Once the light-blocker is verified as a planet the researchers ascertain its volume and mass. Luckily for them, finding the planet’s volume is relatively straight-forward – the amount the star’s light dims as the planet passes by denotes its size. Finding the planet’s mass is trickier: researchers must determine the strength of the gravitational attraction between the planet and star. The larger the attraction, the more massive the planet. The star itself is also “in orbit” around the center of mass between itself and the planet – it is just so massive that its orbit is more of a wobble than a proper ellipse. As the star wobbles, the frequency of its light changes in the visible spectrum – a phenomenon known as the Doppler effect. By observing these fluctuations, astronomers can figure out how much a star wobbles, and therefore the mass of its orbiting planet.
After obtaining the figures for the planet’s volume and mass, finding the planet’s density is as simple as dividing the mass by the volume. Once astronomers figure out the density, they can extrapolate the sorts of materials that may make up the world. For example, an exoplanet with an extremely high density is probably composed of heavier materials, like rocks and metals.

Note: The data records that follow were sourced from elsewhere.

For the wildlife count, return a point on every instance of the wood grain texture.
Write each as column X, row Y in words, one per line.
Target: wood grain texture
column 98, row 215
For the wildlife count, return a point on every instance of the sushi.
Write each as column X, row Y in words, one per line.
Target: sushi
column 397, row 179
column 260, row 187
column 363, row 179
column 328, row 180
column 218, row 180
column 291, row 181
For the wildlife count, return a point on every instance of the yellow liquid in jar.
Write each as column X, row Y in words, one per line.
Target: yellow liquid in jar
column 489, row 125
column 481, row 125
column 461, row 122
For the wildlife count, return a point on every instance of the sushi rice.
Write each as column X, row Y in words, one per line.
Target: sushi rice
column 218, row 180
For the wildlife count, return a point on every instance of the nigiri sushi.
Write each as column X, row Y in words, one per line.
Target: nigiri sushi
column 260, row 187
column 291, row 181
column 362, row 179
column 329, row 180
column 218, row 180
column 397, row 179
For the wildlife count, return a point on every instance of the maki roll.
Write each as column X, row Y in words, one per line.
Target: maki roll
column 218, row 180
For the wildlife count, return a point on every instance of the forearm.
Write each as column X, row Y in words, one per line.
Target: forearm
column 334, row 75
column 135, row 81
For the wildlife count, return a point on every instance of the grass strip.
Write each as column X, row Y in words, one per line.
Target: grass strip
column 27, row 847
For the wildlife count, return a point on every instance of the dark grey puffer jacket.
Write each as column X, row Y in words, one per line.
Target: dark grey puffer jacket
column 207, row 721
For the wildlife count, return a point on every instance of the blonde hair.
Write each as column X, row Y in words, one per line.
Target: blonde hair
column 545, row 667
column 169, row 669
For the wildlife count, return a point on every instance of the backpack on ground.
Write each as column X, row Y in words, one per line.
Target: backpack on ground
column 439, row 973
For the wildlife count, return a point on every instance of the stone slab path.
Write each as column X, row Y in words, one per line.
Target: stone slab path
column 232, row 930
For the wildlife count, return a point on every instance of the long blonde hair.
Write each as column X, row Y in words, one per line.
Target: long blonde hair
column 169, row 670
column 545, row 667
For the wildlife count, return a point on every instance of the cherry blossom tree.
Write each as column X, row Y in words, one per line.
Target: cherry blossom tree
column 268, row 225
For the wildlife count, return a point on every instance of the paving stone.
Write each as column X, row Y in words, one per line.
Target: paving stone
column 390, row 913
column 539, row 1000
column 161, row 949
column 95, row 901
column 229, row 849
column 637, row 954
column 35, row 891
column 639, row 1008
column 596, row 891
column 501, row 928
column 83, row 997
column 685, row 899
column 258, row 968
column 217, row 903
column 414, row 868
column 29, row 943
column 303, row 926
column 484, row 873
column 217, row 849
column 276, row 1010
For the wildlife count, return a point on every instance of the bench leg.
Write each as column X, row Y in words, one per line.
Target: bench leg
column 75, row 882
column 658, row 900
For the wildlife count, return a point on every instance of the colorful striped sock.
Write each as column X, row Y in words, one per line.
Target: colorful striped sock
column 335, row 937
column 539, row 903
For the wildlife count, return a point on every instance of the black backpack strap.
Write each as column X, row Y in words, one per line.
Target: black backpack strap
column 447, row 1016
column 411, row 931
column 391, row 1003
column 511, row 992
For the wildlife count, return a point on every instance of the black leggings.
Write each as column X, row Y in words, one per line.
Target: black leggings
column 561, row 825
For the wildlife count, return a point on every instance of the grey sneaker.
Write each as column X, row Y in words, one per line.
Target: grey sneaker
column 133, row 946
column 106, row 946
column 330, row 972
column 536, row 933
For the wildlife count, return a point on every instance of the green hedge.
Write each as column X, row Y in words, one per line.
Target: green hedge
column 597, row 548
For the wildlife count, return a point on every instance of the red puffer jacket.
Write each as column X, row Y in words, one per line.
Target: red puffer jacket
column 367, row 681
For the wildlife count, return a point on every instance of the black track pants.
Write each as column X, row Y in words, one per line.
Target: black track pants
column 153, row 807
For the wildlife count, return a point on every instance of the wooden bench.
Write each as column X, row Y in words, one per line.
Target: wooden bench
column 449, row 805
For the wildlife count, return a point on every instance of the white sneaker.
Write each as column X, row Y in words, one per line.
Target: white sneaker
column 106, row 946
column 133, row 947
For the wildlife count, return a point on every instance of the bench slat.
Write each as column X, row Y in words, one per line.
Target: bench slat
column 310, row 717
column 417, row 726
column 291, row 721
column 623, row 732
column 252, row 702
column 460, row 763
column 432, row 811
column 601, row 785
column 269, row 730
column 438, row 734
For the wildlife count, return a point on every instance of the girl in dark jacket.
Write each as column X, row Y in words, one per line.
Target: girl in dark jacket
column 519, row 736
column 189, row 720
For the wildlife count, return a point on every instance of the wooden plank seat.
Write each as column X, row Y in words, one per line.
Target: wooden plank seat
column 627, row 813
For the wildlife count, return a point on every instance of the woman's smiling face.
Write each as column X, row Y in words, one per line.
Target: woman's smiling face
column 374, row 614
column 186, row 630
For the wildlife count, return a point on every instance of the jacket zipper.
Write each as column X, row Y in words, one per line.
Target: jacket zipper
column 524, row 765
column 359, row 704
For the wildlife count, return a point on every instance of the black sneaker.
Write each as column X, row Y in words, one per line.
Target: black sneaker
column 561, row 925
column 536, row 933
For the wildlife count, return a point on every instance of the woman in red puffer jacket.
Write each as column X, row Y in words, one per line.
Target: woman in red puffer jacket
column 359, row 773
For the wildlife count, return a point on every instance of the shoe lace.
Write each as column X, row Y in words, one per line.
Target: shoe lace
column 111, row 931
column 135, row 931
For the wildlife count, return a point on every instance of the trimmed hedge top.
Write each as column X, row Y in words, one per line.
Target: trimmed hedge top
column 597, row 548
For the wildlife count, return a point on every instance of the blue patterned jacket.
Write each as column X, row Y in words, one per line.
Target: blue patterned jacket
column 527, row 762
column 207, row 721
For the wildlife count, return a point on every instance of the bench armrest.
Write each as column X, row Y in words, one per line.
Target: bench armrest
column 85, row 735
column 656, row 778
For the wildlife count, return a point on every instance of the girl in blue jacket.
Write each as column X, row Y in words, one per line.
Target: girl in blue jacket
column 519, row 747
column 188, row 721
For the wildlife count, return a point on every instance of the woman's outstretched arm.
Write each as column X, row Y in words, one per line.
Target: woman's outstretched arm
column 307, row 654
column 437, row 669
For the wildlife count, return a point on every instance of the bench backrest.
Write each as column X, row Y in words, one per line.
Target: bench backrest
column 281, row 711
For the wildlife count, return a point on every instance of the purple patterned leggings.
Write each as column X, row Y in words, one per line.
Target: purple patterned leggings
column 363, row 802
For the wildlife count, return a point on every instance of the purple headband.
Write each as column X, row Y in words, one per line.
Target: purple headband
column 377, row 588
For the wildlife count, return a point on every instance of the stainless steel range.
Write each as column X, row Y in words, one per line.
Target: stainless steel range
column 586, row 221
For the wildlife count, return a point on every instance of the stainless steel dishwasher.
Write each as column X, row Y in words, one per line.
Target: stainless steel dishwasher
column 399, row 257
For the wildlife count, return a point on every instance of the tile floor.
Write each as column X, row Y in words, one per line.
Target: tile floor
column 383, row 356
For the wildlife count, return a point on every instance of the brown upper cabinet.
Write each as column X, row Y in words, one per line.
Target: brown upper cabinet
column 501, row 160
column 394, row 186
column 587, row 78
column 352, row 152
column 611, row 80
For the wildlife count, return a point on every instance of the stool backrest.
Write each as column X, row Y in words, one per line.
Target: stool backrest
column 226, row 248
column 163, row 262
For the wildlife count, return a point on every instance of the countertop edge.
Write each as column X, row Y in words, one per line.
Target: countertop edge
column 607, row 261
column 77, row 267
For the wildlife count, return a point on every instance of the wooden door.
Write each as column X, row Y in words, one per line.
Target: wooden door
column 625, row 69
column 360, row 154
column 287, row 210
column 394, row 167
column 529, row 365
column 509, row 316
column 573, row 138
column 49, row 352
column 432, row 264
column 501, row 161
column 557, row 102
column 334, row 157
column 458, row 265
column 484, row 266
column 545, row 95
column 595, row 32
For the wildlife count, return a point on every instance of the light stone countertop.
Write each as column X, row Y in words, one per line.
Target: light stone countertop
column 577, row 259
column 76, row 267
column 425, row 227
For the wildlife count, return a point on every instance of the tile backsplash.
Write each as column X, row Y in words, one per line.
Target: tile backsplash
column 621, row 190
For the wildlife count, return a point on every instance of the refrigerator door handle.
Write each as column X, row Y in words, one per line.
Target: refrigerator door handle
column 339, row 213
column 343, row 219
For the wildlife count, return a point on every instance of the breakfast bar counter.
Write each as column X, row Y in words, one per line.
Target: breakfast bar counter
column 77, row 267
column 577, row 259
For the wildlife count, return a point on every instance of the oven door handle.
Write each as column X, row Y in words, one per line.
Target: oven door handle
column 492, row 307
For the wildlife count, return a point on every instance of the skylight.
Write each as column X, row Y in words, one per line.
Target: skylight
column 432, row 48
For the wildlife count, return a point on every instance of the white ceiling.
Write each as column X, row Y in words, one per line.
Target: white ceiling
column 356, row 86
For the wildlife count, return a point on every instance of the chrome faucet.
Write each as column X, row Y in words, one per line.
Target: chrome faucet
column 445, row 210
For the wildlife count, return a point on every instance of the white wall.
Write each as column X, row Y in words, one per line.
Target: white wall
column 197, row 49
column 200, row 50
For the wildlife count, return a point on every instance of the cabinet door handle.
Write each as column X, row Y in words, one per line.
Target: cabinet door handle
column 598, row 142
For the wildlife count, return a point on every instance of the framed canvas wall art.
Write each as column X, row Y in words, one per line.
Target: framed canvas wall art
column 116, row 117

In 2010, astronomers began using light frequency analysis not only to find the mass of the exoplanet, but also to infer its atmospheric makeup. While the planet passes between the star and their observation point, the chemicals in its atmosphere will give faint light signatures, which astronomers analyze using a chemical spectroscope. By noting which elements shift in the star’s chemical lineup when the planet passes by, they can infer the chemicals present in the exoplanet’s atmosphere.
So far, astronomers have found a huge variety of alien planets – some made mostly of metal and with 20 Earth-hour years, others made mostly of super-hot gas and that have silicate glass particles as rainfall. While the exoplanets with what we on Earth would consider extreme conditions are the coolest to read about, the ones that are able to sustain liquid water most interest astronomers. Those relatively ho-hum planets reside in the habitable zones of their stars – zones that astronomers believe life as we know it in our solar system may exist. And despite the report that there are probably 40 billion of them out there, we have only spotted twelve of them so far. But by remembering the scope of our search this humble figure seems a little less discouraging. After all, we can only focus on a small fraction of space at a time and stars are oriented randomly throughout the Universe – who knows what we’re missing?